Ejemplo práctico de negociación de compensación
Imagina que la empresa te ofrece inicialmente 5.000 € de indemnización por un despido objetivo. Tras calcular tu indemnización legal y valorar las probabilidades de que el despido sea declarado improcedente, tu asesor considera razonable reclamar 10.000 €. En el acto de conciliación, se puede plantear una propuesta intermedia (por ejemplo, 8.000 €) que mejore sustancialmente la oferta inicial y evite los tiempos e incertidumbres del juicio.
Preguntas frecuentes sobre cómo reclamar una compensación por despido
¿Cuánto tiempo tengo para reclamar un despido?
El plazo general es de 20 días hábiles desde la fecha de efectos del despido. Dentro de ese plazo debes presentar la papeleta de conciliación. Los días hábiles no incluyen sábados, domingos ni festivos. Si dejas pasar el plazo, perderás el derecho a impugnar el despido y reclamar una mayor compensación.

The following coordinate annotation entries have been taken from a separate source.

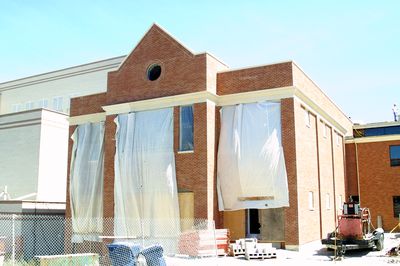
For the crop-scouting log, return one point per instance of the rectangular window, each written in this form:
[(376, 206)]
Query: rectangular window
[(337, 139), (57, 103), (307, 117), (328, 201), (311, 200), (43, 103), (340, 202), (396, 206), (29, 106), (324, 129), (394, 155), (186, 128)]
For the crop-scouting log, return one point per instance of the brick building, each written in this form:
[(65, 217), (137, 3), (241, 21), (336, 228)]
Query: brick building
[(372, 163), (312, 134)]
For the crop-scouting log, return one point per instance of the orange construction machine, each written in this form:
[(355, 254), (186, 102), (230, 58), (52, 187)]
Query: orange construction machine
[(354, 231)]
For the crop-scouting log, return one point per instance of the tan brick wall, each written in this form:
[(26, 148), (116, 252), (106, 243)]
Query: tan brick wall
[(351, 170), (339, 168), (328, 215), (255, 78), (309, 88), (307, 176), (378, 181)]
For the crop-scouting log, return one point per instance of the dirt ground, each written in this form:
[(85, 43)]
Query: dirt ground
[(312, 254)]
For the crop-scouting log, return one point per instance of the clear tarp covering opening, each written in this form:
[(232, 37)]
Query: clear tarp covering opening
[(251, 165), (86, 182), (145, 179)]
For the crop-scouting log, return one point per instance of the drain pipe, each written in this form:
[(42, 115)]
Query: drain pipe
[(358, 174)]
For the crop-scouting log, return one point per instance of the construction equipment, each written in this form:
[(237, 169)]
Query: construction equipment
[(354, 231)]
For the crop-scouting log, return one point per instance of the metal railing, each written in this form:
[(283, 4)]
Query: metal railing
[(29, 239)]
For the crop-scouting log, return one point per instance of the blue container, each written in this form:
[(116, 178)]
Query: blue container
[(123, 254), (154, 256)]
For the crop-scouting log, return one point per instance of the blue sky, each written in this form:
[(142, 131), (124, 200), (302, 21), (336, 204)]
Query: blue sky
[(351, 49)]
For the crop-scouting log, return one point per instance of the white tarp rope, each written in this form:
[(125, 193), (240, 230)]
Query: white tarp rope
[(145, 192), (251, 165), (86, 182)]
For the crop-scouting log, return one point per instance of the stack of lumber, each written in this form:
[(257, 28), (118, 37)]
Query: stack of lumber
[(203, 243)]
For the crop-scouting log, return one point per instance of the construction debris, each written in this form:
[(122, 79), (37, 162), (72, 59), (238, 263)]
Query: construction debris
[(251, 249), (204, 243)]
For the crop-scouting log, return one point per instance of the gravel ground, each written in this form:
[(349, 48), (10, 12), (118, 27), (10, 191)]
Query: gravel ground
[(311, 254)]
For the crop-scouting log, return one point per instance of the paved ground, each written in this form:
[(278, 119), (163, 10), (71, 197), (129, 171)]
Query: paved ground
[(313, 254)]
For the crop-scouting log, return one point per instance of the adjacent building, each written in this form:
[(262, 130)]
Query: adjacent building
[(373, 169)]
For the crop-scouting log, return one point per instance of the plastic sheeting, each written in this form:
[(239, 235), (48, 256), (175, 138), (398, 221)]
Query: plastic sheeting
[(86, 182), (145, 192), (251, 165)]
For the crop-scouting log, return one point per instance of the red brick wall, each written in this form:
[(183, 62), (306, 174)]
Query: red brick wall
[(378, 181), (191, 167), (255, 78), (289, 149), (182, 72)]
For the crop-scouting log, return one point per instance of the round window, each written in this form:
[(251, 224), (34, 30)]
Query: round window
[(153, 72)]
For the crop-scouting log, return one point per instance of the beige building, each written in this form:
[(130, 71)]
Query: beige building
[(34, 128)]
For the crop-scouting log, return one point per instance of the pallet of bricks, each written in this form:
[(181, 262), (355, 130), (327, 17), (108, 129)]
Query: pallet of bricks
[(251, 249), (204, 243)]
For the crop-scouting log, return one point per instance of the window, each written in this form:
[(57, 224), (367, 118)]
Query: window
[(43, 103), (57, 103), (337, 139), (340, 202), (153, 72), (311, 200), (29, 106), (328, 201), (396, 206), (15, 108), (307, 117), (186, 128), (394, 155), (324, 129)]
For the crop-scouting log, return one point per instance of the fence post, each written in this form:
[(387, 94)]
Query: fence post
[(13, 240)]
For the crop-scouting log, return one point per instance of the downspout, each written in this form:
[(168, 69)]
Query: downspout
[(358, 174)]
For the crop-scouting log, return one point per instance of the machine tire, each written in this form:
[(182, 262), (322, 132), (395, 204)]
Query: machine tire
[(379, 243)]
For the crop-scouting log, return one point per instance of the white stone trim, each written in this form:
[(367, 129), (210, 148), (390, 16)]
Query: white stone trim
[(162, 102), (218, 100), (373, 139), (256, 96), (90, 118), (199, 97)]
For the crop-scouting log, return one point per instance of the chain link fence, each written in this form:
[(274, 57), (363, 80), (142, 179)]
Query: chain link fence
[(47, 240)]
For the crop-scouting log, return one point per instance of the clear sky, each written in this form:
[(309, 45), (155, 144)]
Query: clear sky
[(351, 49)]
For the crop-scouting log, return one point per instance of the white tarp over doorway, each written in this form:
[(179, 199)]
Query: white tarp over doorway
[(86, 182), (251, 165), (145, 193)]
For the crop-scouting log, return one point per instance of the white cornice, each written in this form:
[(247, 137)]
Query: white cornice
[(219, 100), (256, 96), (91, 118), (108, 64), (373, 139)]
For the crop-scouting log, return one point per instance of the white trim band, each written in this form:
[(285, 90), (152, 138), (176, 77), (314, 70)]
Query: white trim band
[(91, 118)]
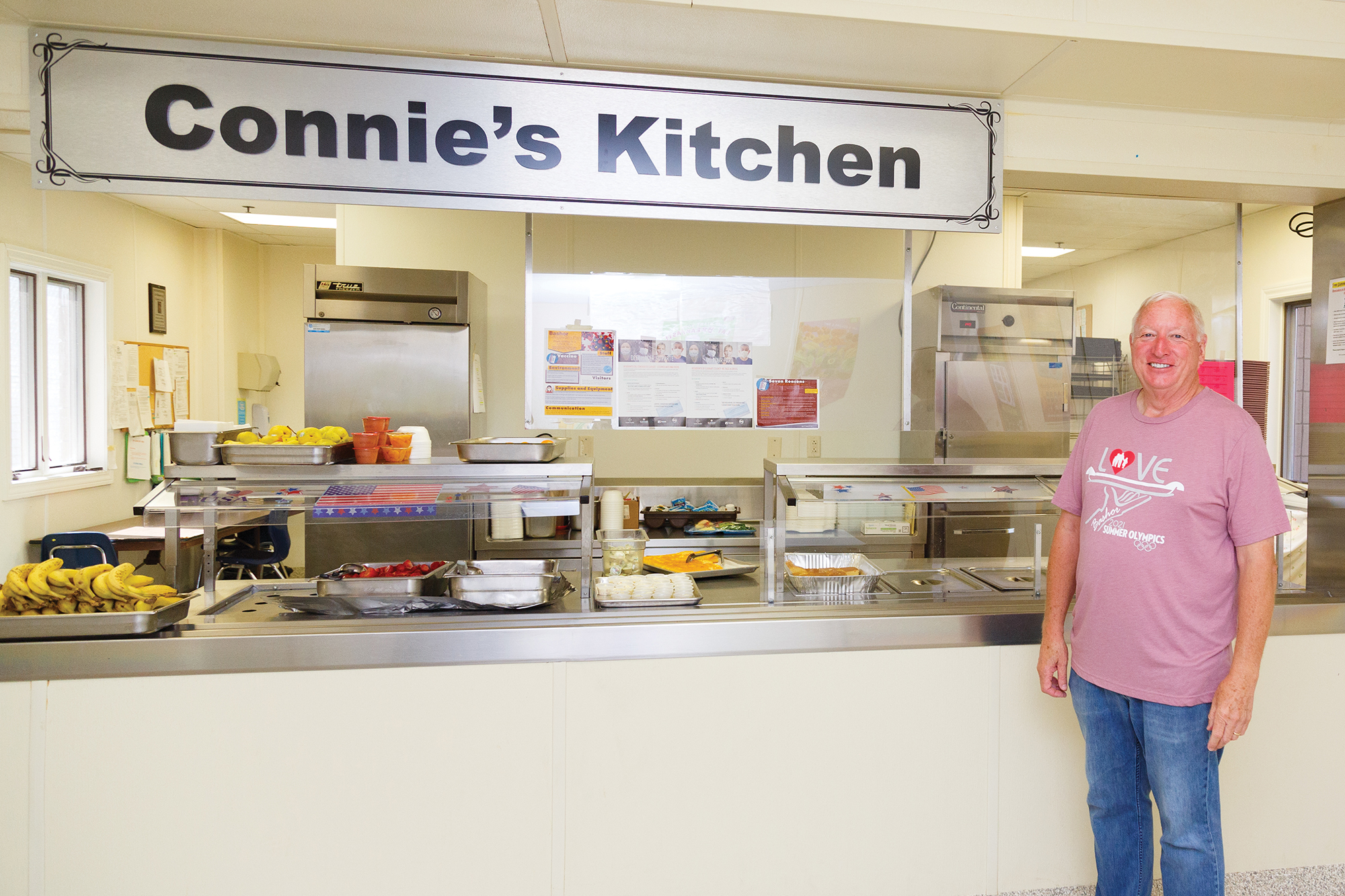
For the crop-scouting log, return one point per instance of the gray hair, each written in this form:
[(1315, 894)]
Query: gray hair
[(1192, 309)]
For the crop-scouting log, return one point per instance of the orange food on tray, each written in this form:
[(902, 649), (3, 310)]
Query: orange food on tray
[(687, 561)]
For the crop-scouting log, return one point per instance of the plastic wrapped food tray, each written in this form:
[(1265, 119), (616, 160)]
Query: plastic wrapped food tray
[(629, 603), (867, 583), (92, 624), (373, 596), (287, 455)]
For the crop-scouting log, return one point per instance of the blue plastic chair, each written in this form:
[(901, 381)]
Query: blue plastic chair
[(80, 548), (254, 561)]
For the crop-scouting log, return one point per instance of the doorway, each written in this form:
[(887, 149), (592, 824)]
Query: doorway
[(1299, 365)]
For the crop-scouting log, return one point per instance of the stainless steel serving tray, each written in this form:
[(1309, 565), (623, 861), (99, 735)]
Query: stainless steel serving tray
[(731, 568), (510, 451), (287, 455), (92, 624), (619, 603), (833, 584)]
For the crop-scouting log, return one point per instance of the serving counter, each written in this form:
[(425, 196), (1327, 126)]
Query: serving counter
[(765, 741)]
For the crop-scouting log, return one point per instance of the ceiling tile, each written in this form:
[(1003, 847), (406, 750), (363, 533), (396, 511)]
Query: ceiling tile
[(506, 29), (817, 49)]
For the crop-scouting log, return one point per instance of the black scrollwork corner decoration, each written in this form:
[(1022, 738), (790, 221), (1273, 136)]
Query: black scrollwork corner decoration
[(53, 50), (988, 116)]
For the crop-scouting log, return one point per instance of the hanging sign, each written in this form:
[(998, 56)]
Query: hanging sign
[(128, 114)]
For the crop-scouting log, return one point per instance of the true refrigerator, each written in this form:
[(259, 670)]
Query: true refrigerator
[(397, 343)]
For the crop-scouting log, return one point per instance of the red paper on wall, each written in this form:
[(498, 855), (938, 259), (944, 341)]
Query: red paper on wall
[(1327, 393), (787, 404), (1221, 376)]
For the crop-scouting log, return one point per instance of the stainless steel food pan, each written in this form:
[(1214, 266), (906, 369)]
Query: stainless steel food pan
[(933, 581), (92, 624), (508, 591), (833, 584), (1005, 577), (505, 451), (200, 448), (286, 455)]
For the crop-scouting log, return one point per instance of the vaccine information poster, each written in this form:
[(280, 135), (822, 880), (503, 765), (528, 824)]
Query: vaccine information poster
[(685, 384)]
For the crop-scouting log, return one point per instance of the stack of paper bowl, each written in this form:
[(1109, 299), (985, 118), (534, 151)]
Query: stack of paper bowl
[(420, 442), (506, 520)]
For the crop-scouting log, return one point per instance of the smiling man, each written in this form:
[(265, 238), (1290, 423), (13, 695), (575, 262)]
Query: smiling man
[(1169, 509)]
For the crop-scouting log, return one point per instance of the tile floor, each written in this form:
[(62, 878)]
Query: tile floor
[(1320, 880)]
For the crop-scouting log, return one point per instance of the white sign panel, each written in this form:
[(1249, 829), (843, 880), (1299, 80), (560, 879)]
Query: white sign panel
[(127, 114)]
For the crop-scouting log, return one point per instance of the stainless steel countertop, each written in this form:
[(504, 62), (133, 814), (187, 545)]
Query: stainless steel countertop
[(731, 622)]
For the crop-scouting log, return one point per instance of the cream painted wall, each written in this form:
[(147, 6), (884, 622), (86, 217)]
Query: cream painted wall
[(282, 272), (492, 247), (1276, 263)]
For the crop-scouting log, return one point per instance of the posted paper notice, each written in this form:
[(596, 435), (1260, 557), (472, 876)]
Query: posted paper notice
[(1336, 323), (580, 373)]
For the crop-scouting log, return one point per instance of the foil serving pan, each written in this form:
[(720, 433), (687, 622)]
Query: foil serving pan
[(510, 451), (286, 455), (93, 624), (867, 583)]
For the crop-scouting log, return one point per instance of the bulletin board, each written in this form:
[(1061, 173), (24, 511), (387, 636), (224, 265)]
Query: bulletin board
[(165, 407)]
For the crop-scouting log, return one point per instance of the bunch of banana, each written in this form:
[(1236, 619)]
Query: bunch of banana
[(46, 588)]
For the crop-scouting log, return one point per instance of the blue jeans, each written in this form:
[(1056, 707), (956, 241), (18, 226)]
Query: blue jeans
[(1136, 745)]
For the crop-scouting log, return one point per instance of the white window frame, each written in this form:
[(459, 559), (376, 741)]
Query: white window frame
[(98, 299)]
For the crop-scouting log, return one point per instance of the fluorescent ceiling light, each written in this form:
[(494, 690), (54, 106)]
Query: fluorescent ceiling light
[(282, 221)]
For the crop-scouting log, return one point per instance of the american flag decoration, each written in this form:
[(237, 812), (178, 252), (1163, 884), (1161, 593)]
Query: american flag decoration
[(377, 501)]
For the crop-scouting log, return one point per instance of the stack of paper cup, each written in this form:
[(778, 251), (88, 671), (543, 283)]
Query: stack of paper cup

¿Puedo cobrar el paro si impugno el despido?
Sí. El hecho de impugnar el despido no impide solicitar la prestación por desempleo, siempre que cumplas los requisitos de cotización. De hecho, es recomendable tramitar el paro dentro de los 15 días hábiles siguientes a la situación legal de desempleo, aunque el despido esté recurrido.
¿Qué ocurre si firmé el finiquito, pero no estoy de acuerdo?
Firmar el finiquito no impide reclamar posteriormente, especialmente si firmaste como "no conforme" o si puedes acreditar que desconocías tus derechos reales. No obstante, la firma puede complicar la reclamación, por lo que es importante indicar siempre tu disconformidad y acudir cuanto antes a un profesional para valorar las opciones.
¿Es obligatorio ir con abogado al juicio por despido?
En la jurisdicción social no es estrictamente obligatorio acudir con abogado o graduado social, pero es altamente recomendable. El derecho laboral es técnico y la empresa suele estar asesorada. Un profesional aumentará tus posibilidades de éxito y de obtener una compensación adecuada.
¿Puedo llegar a un acuerdo con la empresa después de presentar la demanda?
Sí. Es posible alcanzar acuerdos en cualquier momento del procedimiento, incluso el mismo día del juicio. Estos acuerdos pueden recoger una indemnización pactada, la renuncia a acciones futuras y otras condiciones. Deben formalizarse por escrito y, preferiblemente, homologarse judicialmente para garantizar su validez y ejecución.